Il Futurismo continua a suscitare controversie, tanto che l’intellighenzia di sinistra tende a boicottarne eventi e mostre. Dopo la mostra “Italian Futurism, 1909–1944: Reconstructing the Universe” al Guggenheim di New York nel 2014, il valore culturale dell’avanguardia italiana è riconosciuto a livello globale. Tuttavia, la recente esposizione “Il tempo del Futurismo” ha sollevato critiche. Si è discusso del coinvolgimento dello storico dell’arte Alberto Dambruoso, estromesso dalla curatela, e del ricorso legale da lui presentato contro il curatore Gabriele Simongini per presunti attacchi diffamatori. Dambruoso ha anche accennato alle sue interazioni con Massimo Osanna, direttore generale dei musei al Ministero della Cultura.
La mostra ha ricevuto critiche su vari fronti. Giancarlo Carpi ha denunciato la presenza di falsi e l’assenza di opere promesse, ma alcune accuse si sono rivelate infondate. Federico Giannini ha sottolineato la natura eccessivamente popolare della mostra, che risulta meno soddisfacente rispetto ad altre e priva di contesto internazionale. La nuova direttrice della GNAMc, Renata Cristina Mazzantini, è stata al centro di polemiche per la sua nomina e il nuovo logo del museo.

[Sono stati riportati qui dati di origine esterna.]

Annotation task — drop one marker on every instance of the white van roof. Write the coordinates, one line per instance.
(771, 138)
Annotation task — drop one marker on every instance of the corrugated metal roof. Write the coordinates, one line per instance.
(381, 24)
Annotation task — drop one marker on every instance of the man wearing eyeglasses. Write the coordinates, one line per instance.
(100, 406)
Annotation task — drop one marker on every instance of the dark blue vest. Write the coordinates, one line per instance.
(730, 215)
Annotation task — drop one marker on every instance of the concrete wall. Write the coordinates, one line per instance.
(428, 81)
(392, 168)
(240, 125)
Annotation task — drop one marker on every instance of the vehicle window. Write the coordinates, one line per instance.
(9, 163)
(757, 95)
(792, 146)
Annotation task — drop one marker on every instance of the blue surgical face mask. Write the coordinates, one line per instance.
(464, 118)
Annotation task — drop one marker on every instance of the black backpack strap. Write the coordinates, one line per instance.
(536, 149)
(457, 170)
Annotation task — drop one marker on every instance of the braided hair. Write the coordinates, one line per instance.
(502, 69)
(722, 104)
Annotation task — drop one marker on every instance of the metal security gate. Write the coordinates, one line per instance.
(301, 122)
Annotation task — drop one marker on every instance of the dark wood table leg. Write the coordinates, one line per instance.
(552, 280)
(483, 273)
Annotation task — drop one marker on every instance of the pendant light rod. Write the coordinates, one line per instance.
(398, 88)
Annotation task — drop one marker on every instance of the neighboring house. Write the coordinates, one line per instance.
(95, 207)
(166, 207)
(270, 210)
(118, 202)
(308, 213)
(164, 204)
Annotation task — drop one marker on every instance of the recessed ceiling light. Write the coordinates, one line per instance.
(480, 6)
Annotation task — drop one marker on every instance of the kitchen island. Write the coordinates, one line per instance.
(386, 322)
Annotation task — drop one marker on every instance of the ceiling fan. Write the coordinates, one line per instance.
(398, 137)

La mostra cerca di mettere in relazione le opere futuriste con lo sviluppo scientifico e tecnologico, rispetto alle precedenti esposizioni che presentavano solo opere. Questo approccio mira a una comprensione più profonda del Futurismo, che è stato storicamente associato al Fascismo, creando un tabù culturale che si è lentamente dissipato solo dopo il 1960. La mostra, prorogata fino al 25 aprile, segna dunque un tentativo significativo di raccogliere nuovamente l’interesse verso il Futurismo nelle sue molteplici forme.